Cryptography Engineering
By Anak Wannaphaschaiyong
Blog blog
Explaining X where X = Montgomery form for efficient multiprecision multiplication arithmetic. modular-arithmetic
Prerequisites are the following
- Residue class of modulo N is all \(a\) that satisfy \(a + kN\) where N is a constant and \(k \in \mathbb{Z}\).
Montgomery multiplication is a method for performing fast modular multiplication.
The algorithm uses the Montgomery forms of \(a\) and \(b\) to efficiently compute the Montgomery form of \(ab \mod N\). The efficiency comes from avoiding expensive division operation.
Montgomery form depends on a constant \(R > N\) which is coprime to \(N\). The constant R can be chosen so that division by R is easy. In practice, \(R\) is always a power of two, since division by powers of two can be implemented by bit shifting.
Computation speed of Montgomery multiplication is beneficial when many multiplication are performed in a row e.g. exponential. This is because convert number \(a\) and number \(b\) into Montgomery form and their product out of Montgomery form means that computing a single product by Montgomery multiplication is slower than the conventional or Barett reduction
algorithms.
Addition and subtraction in Montgomery form are the same as ordinary modular addition. \((a \mod R) + (b \mod R) = (a+b) \mod R\) \((a \mod R) - (b \mod R) = (a-b) \mod R\)
On the other hand, multiplication in Montgomery form are the different to ordinary modular multiplication \((aR \mod N)(bR \mod N) \mod N = (abR)R \mod N\)
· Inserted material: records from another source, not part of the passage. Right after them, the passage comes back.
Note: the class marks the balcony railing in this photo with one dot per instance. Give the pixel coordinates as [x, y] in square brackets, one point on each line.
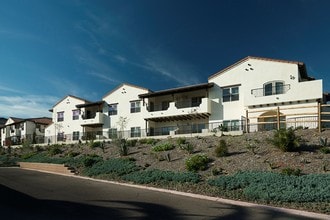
[180, 108]
[97, 119]
[274, 90]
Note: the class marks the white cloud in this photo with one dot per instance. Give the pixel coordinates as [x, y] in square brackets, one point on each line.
[167, 66]
[107, 78]
[26, 106]
[7, 89]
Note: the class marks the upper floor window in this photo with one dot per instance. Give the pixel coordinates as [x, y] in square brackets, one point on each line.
[60, 116]
[75, 135]
[75, 114]
[113, 109]
[273, 88]
[230, 94]
[165, 105]
[135, 106]
[196, 101]
[135, 132]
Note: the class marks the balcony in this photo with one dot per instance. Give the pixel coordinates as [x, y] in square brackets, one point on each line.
[273, 90]
[93, 120]
[288, 93]
[180, 111]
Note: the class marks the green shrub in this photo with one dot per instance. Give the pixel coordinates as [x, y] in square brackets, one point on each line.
[180, 140]
[122, 145]
[197, 162]
[163, 147]
[323, 142]
[150, 141]
[95, 144]
[72, 154]
[276, 187]
[222, 149]
[325, 150]
[89, 161]
[156, 176]
[187, 147]
[116, 166]
[285, 140]
[290, 171]
[54, 150]
[27, 155]
[131, 143]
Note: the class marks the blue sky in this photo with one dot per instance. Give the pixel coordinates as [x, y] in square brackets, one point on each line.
[49, 49]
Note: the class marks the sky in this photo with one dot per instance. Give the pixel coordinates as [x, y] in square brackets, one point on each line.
[53, 48]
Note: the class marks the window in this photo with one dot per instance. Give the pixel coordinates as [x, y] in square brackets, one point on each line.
[273, 88]
[75, 114]
[230, 94]
[60, 136]
[196, 101]
[135, 132]
[75, 135]
[231, 125]
[113, 133]
[113, 109]
[60, 116]
[165, 105]
[135, 106]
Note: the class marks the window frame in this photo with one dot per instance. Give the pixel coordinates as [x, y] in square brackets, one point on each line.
[229, 94]
[273, 88]
[135, 106]
[113, 109]
[135, 131]
[75, 114]
[75, 135]
[60, 116]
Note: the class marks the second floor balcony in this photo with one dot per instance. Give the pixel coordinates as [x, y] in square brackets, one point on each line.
[180, 111]
[93, 119]
[271, 90]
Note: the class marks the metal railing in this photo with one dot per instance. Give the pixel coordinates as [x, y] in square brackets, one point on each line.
[275, 90]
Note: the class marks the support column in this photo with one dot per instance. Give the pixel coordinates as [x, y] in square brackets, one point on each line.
[278, 118]
[319, 122]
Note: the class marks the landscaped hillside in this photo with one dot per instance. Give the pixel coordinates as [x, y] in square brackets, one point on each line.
[247, 167]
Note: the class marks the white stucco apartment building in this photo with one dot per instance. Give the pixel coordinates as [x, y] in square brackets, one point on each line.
[250, 95]
[16, 131]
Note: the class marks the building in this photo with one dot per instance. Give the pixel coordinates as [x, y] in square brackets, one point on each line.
[17, 131]
[67, 120]
[126, 112]
[253, 94]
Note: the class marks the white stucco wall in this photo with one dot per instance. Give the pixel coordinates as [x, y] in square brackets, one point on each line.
[68, 125]
[123, 95]
[253, 74]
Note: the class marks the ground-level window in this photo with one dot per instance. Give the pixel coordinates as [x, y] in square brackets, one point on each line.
[230, 94]
[113, 109]
[75, 114]
[75, 135]
[135, 106]
[197, 128]
[113, 133]
[60, 116]
[60, 136]
[231, 125]
[135, 132]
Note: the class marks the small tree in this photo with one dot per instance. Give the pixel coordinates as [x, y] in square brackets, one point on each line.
[285, 140]
[122, 123]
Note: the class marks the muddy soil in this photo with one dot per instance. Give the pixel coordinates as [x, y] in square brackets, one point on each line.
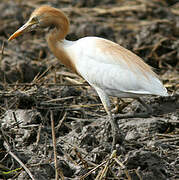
[35, 89]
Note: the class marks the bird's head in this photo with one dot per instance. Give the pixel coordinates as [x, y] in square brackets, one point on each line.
[42, 17]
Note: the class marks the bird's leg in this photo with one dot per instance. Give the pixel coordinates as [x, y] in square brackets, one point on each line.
[116, 108]
[146, 114]
[106, 103]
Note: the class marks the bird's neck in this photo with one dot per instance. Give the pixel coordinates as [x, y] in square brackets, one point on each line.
[55, 41]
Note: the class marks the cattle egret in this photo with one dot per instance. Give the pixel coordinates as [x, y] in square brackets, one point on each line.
[109, 68]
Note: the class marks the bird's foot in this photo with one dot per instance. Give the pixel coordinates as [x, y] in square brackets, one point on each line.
[133, 115]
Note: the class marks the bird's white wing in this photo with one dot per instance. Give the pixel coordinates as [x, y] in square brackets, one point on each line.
[116, 70]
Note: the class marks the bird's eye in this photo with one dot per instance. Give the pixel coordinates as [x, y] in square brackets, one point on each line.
[34, 19]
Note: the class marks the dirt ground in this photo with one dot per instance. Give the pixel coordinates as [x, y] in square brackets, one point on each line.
[36, 90]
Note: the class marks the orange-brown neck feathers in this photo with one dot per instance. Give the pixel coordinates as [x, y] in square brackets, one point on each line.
[52, 17]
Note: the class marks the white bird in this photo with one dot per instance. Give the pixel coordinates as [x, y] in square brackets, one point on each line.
[108, 67]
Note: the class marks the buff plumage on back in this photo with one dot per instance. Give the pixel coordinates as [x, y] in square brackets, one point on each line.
[122, 55]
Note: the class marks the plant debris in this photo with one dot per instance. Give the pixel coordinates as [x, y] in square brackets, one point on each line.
[37, 91]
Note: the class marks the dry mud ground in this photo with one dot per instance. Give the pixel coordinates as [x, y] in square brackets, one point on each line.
[35, 89]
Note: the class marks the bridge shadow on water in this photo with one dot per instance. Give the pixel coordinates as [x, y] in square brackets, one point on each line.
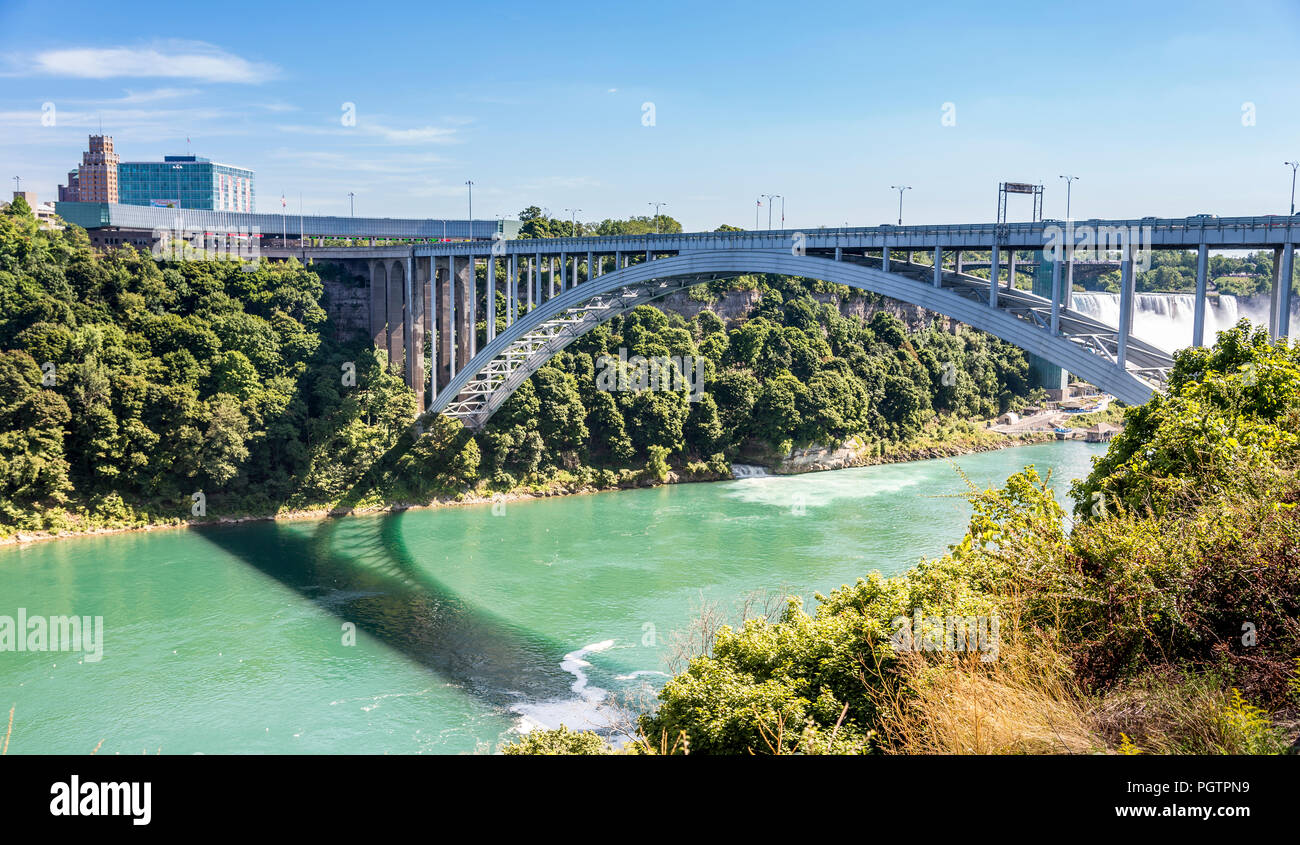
[360, 571]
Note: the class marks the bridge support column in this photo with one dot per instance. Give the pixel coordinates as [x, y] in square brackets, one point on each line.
[471, 308]
[430, 310]
[993, 272]
[378, 304]
[1056, 298]
[492, 298]
[512, 311]
[1126, 304]
[449, 321]
[415, 287]
[1201, 284]
[395, 299]
[1067, 297]
[1282, 295]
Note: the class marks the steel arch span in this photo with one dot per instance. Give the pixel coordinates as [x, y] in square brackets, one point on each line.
[1083, 346]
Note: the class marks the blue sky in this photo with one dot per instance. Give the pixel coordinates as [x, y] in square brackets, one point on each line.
[827, 104]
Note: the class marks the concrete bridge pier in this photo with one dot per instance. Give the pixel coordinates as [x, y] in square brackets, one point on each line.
[468, 306]
[512, 291]
[378, 304]
[1201, 284]
[1279, 303]
[1127, 297]
[993, 272]
[394, 299]
[490, 311]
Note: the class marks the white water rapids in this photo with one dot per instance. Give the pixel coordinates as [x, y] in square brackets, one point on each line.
[1166, 319]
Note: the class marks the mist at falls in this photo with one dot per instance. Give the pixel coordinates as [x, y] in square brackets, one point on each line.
[1166, 319]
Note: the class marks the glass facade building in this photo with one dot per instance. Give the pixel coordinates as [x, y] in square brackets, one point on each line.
[186, 182]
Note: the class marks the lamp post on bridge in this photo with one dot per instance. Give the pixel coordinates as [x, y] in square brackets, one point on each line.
[1069, 182]
[469, 185]
[1294, 165]
[900, 189]
[573, 213]
[657, 207]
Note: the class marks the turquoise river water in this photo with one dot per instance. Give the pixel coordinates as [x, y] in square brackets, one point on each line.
[471, 623]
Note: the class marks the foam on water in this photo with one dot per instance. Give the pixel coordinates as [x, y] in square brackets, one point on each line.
[822, 488]
[588, 710]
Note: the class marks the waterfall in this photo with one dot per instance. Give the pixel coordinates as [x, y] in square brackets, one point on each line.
[745, 471]
[1166, 320]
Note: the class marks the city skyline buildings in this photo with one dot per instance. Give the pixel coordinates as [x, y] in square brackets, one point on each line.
[1157, 117]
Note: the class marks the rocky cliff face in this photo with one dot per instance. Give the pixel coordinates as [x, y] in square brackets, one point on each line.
[349, 306]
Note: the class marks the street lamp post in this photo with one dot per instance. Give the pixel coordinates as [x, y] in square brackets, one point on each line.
[657, 207]
[1294, 165]
[900, 189]
[1069, 182]
[469, 185]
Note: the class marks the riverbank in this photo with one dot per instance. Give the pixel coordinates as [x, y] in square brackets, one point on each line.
[936, 442]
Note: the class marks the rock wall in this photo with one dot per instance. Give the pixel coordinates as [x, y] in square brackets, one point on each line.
[349, 306]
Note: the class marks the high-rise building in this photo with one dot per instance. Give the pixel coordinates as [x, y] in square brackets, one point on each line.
[95, 181]
[187, 182]
[174, 182]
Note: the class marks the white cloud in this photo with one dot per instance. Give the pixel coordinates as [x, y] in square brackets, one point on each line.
[181, 60]
[381, 131]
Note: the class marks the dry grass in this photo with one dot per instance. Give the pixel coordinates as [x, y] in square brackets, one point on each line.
[1023, 702]
[1174, 711]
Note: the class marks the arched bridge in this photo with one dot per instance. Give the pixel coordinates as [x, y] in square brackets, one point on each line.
[557, 290]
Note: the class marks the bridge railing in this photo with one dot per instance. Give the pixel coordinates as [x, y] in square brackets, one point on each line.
[675, 241]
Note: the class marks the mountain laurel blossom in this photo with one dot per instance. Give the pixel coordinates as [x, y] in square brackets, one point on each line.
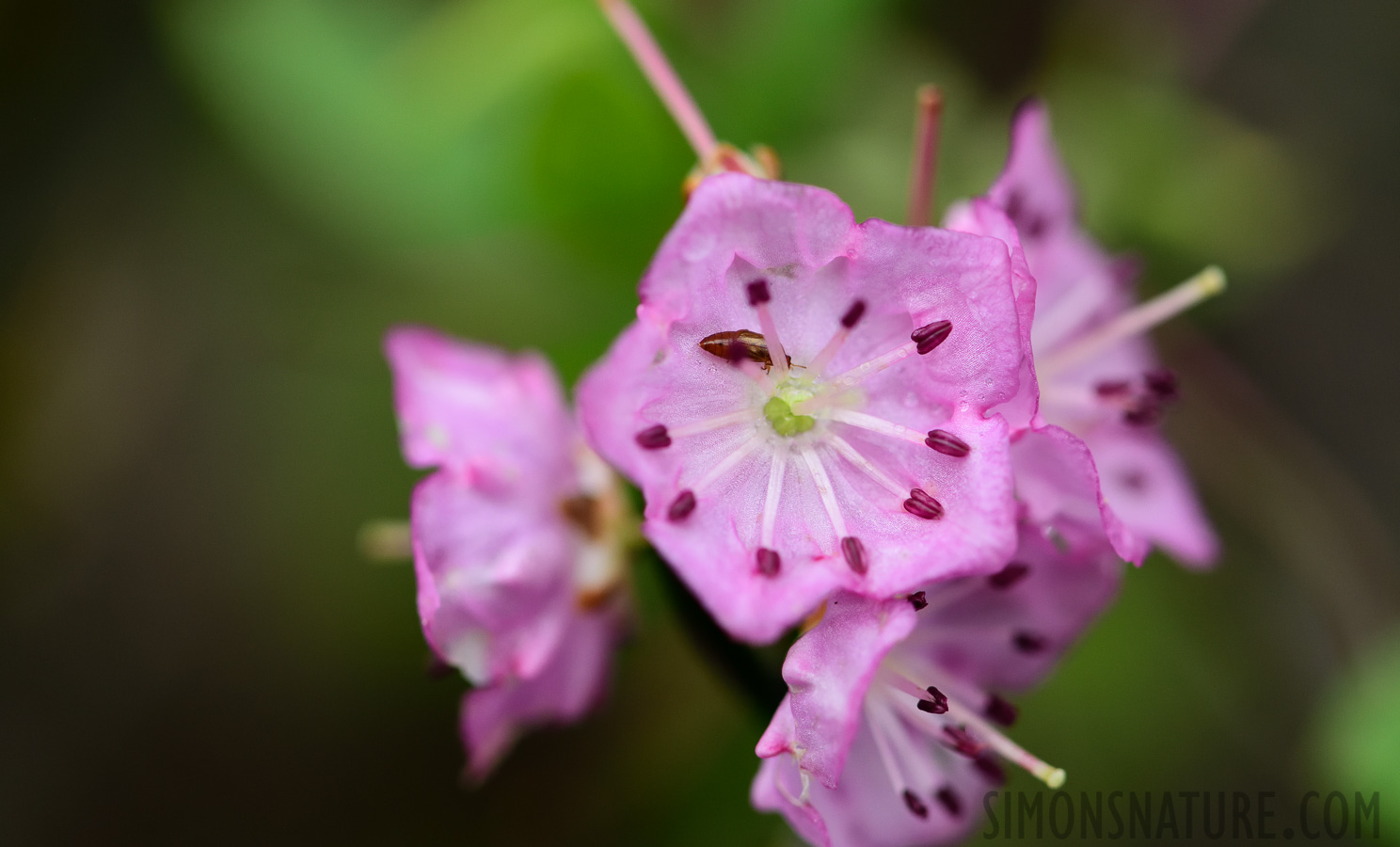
[803, 402]
[1098, 390]
[517, 536]
[889, 735]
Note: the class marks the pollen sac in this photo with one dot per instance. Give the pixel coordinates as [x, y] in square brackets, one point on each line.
[1009, 576]
[915, 804]
[949, 801]
[1027, 643]
[947, 442]
[1000, 711]
[937, 706]
[769, 562]
[682, 505]
[759, 293]
[854, 313]
[931, 335]
[923, 505]
[854, 553]
[654, 437]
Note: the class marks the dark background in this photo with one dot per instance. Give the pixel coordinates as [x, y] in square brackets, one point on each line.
[212, 210]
We know that R and N are coprime. Using to Bezout's identity
, we get \(RR’-NN'=1\) where \(0 < R’ < N \text{ and } 0 < N’ < R\) (I am not sure why \(0 < R’ < N \text{ and } 0 < N’ < R\) has to be true. I am only aware of a condition that \(R > N\). Intuitively, the condition holds when \(R » N\), but I am not sure for the all cases where \(R > N\))
Since \(R’\) is always exists, we get \(ab \mod N = abR’ \mod N\).